Vaya por delante que aún no se ha podido oír en la barra de un bar ni en una sobremesa a nadie discutiendo sobre la conveniencia de que Barcelona disponga de una sede del Hermitage de San Petersburgo. O sea, que no parece un tema muy popular por más tinta que hayan gastado los diarios ni recursos públicos el Ayuntamiento de Barcelona en torno al asunto.
La ciudad tardó nada menos que siete años en pronunciarse sobre la iniciativa privada que trata de instalar en el puerto una sucursal del prestigioso museo ruso. Y lo hizo con cuatro sesudos informes que desde distintas perspectivas –movilidad, urbanismo, cultura y rentabilidad-- coincidían en una sonora negativa. Eran argumentos para que la alcaldía pudiera justificar otro no a una propuesta ajena. Barcelona no necesita el Hermitage y mucho menos una franquicia, sería la idea fuerza.
Los cuatro dossiers compartían un fuerte componente ideológico de oposición a la iniciativa privada, coincidente con los postulados del partido que gobierna el consistorio, Barcelona en Comú. En resumen, la actividad cultural debe ser abordada desde una pureza elitista ajena a todo interés crematístico y, además, ha de conectar con la identidad de la capital catalana.
Joan Subirats, teniente de alcalde en la época de los informes, resumía en un artículo reciente en El País la filosofía con que los comunes enfocan la cultura, una actividad que cobra todo su sentido si emana de forma natural de la propia ciudad. Málaga está construyendo un monstruo museístico ajeno a su verdadera esencia, venía a decir, aunque lo ponía en boca de un periodista andaluz. Por extensión, Bilbao nunca debió albergar la franquicia Guggenheim porque los espacios culturales vizcaínos han de tener su raíz en el hierro y quizá la pesca de altura; y tampoco Madrid debería salirse del san Isidro, el ferrocarril o Pérez Galdós. No sé qué opinará sobre los fondos egipcios del British Museum de Londres, el Neues berlinés o el Louvre de París, pero es fácil imaginarlo.
Es verdad que un espacio Hermitage en la bocana, donde quieren asentarlo sus promotores, el puerto de Barcelona, el Liceu y no sé cuánta gente más, tiene muchos inconvenientes, sobre todo de movilidad y saturación; pero no parecen insalvables. Los muros verdaderamente infranqueables son ideológicos, respetables por otra parte, pero que desprecian un aspecto vital del proyecto: su contribución a la mejora del perfil del visitante de la ciudad para promover un turismo de más calidad y sostenible.

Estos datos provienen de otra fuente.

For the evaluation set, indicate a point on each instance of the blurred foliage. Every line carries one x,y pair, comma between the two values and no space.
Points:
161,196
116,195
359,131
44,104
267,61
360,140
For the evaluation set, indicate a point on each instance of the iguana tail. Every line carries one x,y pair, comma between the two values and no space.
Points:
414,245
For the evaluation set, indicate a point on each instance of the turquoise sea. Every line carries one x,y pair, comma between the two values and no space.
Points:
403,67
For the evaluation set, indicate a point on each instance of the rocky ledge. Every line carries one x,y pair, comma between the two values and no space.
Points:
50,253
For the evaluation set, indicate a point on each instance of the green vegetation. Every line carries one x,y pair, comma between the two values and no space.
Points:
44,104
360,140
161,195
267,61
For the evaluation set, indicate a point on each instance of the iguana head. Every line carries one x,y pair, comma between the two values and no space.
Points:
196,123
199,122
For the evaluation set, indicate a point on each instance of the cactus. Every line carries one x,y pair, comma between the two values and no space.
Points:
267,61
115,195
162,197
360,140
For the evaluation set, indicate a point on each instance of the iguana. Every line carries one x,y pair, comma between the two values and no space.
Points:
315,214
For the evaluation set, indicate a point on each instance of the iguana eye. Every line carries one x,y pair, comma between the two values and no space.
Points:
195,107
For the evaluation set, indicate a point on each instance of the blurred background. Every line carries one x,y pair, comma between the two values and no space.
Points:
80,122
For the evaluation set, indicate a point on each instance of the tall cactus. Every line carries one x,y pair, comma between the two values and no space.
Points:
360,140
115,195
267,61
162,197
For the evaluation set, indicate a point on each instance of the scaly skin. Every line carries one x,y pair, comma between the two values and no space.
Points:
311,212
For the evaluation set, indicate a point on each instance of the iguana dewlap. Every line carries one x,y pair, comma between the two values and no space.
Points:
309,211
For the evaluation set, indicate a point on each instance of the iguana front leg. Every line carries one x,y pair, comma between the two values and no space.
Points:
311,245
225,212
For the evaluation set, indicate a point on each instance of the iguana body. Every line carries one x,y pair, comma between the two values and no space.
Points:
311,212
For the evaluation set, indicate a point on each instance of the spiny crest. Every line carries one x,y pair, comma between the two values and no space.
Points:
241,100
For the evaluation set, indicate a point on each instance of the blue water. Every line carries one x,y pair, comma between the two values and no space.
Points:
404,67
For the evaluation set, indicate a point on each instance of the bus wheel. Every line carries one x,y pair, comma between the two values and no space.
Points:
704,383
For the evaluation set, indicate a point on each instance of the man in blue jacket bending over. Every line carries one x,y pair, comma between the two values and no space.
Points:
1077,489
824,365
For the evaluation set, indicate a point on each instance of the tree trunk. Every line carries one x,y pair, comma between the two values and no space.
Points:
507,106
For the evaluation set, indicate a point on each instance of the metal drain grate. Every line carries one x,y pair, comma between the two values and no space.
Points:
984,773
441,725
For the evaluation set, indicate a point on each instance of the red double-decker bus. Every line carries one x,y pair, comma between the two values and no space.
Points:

Los propietarios de la franquicia del Hermitage aspiran a conseguir unas 800.000 visitas el primer año y 1,5 millones a medio plazo; o sea, el 50% más que el registro del Museo Picasso en 2019 y el 62% menos que el monumento de la Sagrada Família. Un objetivo que muchos de sus detractores ponen en tela de juicio, pero que incluso creyéndonoslo tampoco plantea cifras desorbitadas.
Ayer empezó en Barcelona el Future of Turisme World Summit. Entre las inquietudes de los ponentes, preocupados por la sostenibilidad de la industria, no apareció la creación de museos, ni siquiera cuando son filiales y tratan de obtener beneficios. En las sesiones de hoy está previsto analizar la cultura como experiencia turística. Veremos si el Ayuntamiento de Barcelona explica qué condiciones objetivas debe reunir una iniciativa para obtener el aprobado de los examinadores locales. La seguridad jurídica es una de las bases de la democracia.